I would not take that chance.
good luck on deciding.
mgrclicket

ROMANS 8:28


----------



## ratlird (Jan 14, 2010)

Stopping not pulling is what you need to consider not to mention that if you are involved in an accident and are overweight you will be in big trouble. Some states are even pulling over RVers to check weight using portable scales.


----------



## mgrclicket (Jan 14, 2010)

*tow weight*

Yes, stopping is important but you missed the whole point.
If a concious driver abides by the speed limit, distance to vehicle in front, and you abide by the DOT laws, it should be eaiser to stop because your vehicle weight/horsepower and towed item are MATCHED UP.  you can have all the right equiptment and not know how to use it.
Example: Trains are designed to carry weight but if the engineer does not have the proper amount of engines for the weight of the train and placement of empty cars in back and instead, allowed empty cars in front, the full ones in rear once he  throws the brakes, the heavier box cars, etc in the rear ride over on top of the cars in front of it, thus a derailment all due to weight.
they have mandated DOT laws regarding each car and where to place them and weight. so as you did say.. stopping is important, its how you do it.
mgrclicket

ROMANS 8 :28


----------



## deadend (Jan 14, 2010)

As MGRCLICKET said, you need to think about the legal ramifications for fudging it.  If you get into a wreck and someone is hurt even slightly a lawyer will ABSOLUTELY WITHOUT A DOUBT check into the legality of your setup and hit you as hard as he can.  Civil court will be the venue and I can tell you from experience it will not bode well.
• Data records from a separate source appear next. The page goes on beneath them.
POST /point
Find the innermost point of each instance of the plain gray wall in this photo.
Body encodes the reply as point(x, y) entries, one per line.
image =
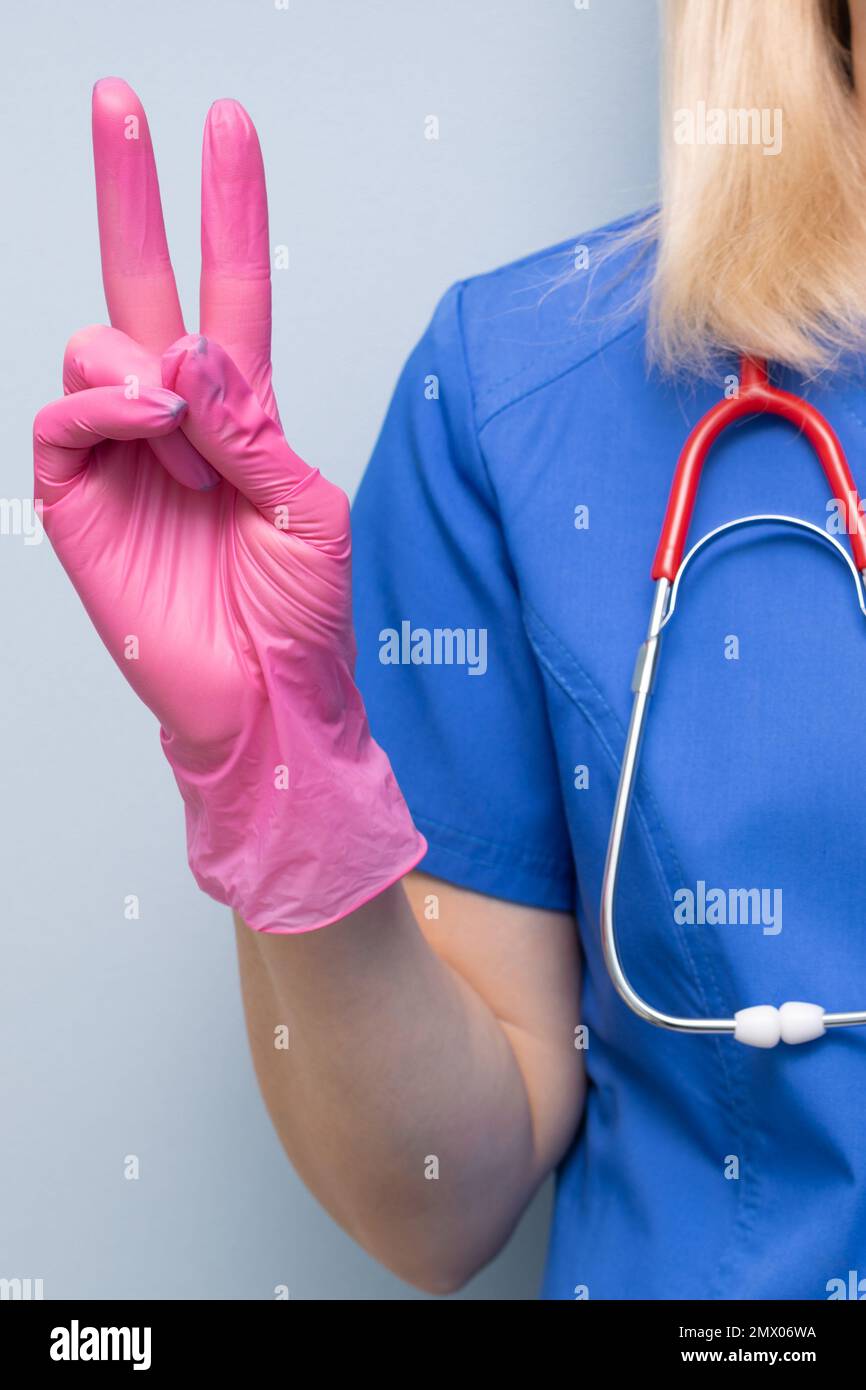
point(127, 1037)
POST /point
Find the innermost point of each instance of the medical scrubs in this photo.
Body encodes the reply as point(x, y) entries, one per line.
point(517, 489)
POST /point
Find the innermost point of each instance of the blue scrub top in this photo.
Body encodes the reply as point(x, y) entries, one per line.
point(702, 1168)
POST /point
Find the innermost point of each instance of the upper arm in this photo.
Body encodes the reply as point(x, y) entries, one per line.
point(524, 965)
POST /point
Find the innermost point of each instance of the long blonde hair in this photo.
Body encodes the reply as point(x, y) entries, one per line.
point(759, 252)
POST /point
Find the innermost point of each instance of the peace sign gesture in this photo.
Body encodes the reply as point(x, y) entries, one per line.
point(213, 562)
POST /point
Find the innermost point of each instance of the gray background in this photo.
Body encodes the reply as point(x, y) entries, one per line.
point(127, 1037)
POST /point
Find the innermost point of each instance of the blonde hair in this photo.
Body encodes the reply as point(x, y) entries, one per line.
point(758, 252)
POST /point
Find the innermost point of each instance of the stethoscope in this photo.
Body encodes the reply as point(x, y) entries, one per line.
point(761, 1025)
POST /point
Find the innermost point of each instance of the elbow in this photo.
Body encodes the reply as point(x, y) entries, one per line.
point(435, 1266)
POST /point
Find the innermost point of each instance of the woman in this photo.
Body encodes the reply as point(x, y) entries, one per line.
point(428, 943)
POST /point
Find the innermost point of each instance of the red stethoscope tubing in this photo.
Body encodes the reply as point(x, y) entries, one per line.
point(755, 396)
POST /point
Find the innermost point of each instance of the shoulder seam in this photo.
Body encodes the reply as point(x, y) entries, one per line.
point(548, 381)
point(470, 387)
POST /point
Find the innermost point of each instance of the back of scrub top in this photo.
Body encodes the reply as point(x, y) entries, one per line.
point(503, 538)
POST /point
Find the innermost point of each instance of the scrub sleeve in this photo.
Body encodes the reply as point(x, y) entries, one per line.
point(448, 676)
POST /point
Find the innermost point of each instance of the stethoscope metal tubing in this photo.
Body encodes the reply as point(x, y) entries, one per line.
point(663, 606)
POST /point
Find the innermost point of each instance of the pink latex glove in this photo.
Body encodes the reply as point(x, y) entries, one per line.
point(213, 562)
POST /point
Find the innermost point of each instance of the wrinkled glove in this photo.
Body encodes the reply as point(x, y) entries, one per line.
point(213, 562)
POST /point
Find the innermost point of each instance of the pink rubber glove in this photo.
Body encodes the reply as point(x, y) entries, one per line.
point(213, 562)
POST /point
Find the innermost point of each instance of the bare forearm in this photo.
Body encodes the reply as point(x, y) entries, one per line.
point(399, 1097)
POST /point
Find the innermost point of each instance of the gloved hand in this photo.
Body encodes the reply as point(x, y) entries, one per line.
point(213, 562)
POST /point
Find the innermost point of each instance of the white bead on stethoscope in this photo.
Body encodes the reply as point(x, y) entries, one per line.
point(765, 1026)
point(761, 1025)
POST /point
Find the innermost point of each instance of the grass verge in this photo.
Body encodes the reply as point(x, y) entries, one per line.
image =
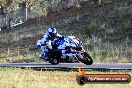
point(28, 78)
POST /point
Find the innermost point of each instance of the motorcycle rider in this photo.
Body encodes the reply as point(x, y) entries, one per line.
point(48, 39)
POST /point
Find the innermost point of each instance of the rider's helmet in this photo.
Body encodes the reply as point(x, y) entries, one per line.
point(52, 32)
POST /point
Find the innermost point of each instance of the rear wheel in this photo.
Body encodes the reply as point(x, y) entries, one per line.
point(54, 61)
point(87, 59)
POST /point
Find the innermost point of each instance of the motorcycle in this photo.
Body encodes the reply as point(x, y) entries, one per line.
point(67, 49)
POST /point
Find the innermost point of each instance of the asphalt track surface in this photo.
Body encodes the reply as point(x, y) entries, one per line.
point(69, 66)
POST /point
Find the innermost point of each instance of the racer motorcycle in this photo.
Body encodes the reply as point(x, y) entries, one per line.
point(67, 49)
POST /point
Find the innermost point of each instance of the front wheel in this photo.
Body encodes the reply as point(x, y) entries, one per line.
point(54, 61)
point(87, 59)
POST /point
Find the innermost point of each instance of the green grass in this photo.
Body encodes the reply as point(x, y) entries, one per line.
point(29, 58)
point(28, 78)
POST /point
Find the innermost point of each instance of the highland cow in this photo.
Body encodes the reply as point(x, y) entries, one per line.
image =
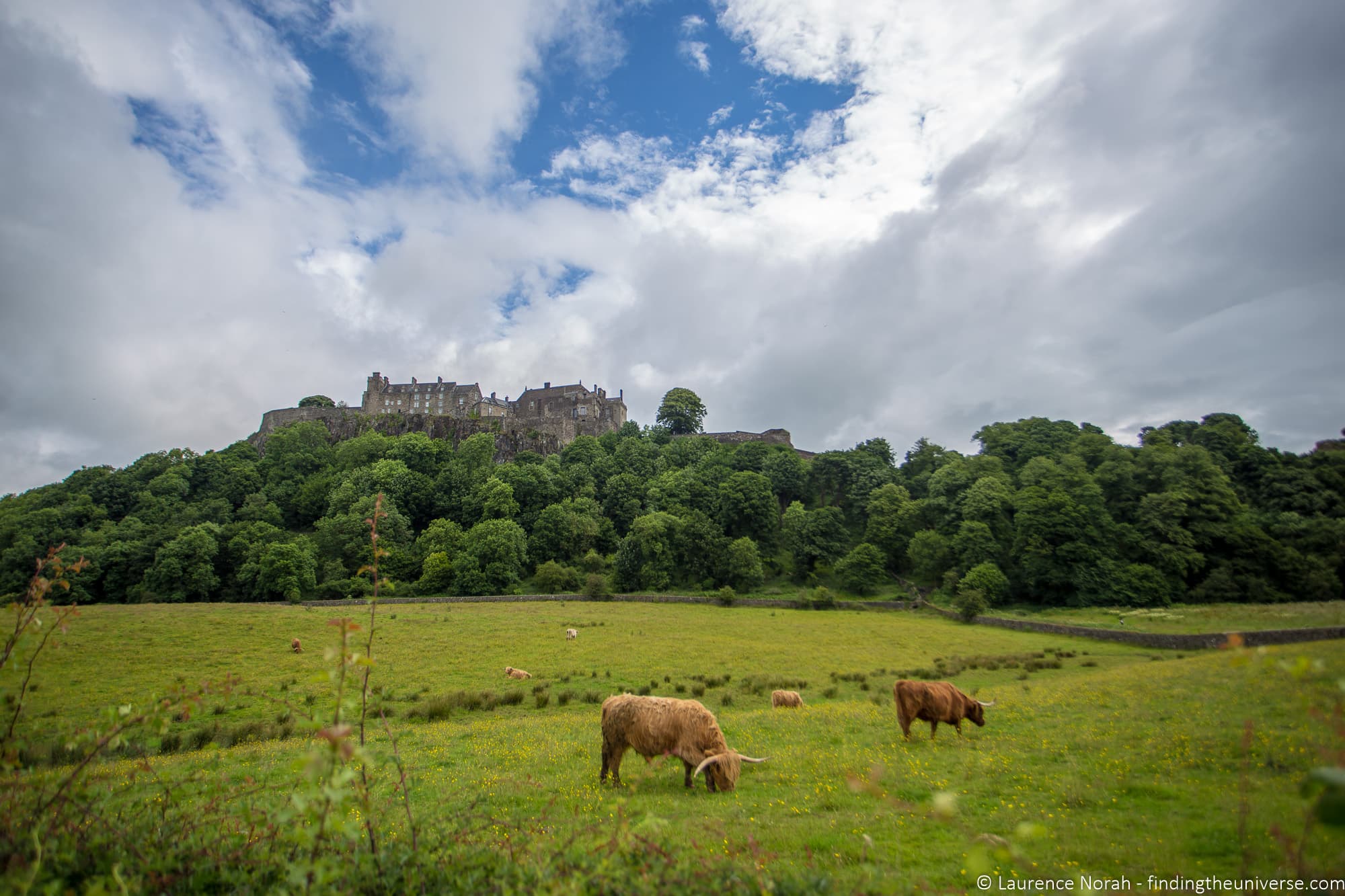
point(669, 727)
point(935, 701)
I was sued in civil court by a drunk driver that pulled out in front of me resulting in the death of his wife and him in a coma.  He was charged criminally with vehicular homicide and failure to yield.  His lawsuit took 7 years to get to court and he was awarded a 1.25 million judgement by a bogus jury.  One of the main factors they tried to exploit was the fact that my truck had a lift kit etc.  Luckily I was within the law or who knows how much worse it would have been.  This stuff happens everday and if you are sued in civil court the system is geared in favor of the plaintiff and their high powered attorneys.  I don't play around with this type of liability anymore because it actually happened to me.  During the week of my trial there was a man being sued in another courtroom for exactly the type of situation you are describing.  A person was injured when his 1/2 ton truck and camper wrecked.  He lost very handily and expensively.


----------



## GONoob (Jan 15, 2010)

deadend said:


> As MGRCLICKET said, you need to think about the legal ramifications for fudging it.  If you get into a wreck and someone is hurt even slightly a lawyer will ABSOLUTELY WITHOUT A DOUBT check into the legality of your setup and hit you as hard as he can.  Civil court will be the venue and I can tell you from experience it will not bode well.
> 
> I was sued in civil court by a drunk driver that pulled out in front of me resulting in the death of his wife and him in a coma.  He was charged criminally with vehicular homicide and failure to yield.  His lawsuit took 7 years to get to court and he was awarded a 1.25 million judgement by a bogus jury.  One of the main factors they tried to exploit was the fact that my truck had a lift kit etc.  Luckily I was within the law or who knows how much worse it would have been.  This stuff happens everday and if you are sued in civil court the system is geared in favor of the plaintiff and their high powered attorneys.  I don't play around with this type of liability anymore because it actually happened to me.  During the week of my trial there was a man being sued in another courtroom for exactly the type of situation you are describing.  A person was injured when his 1/2 ton truck and camper wrecked.  He lost very handily and expensively.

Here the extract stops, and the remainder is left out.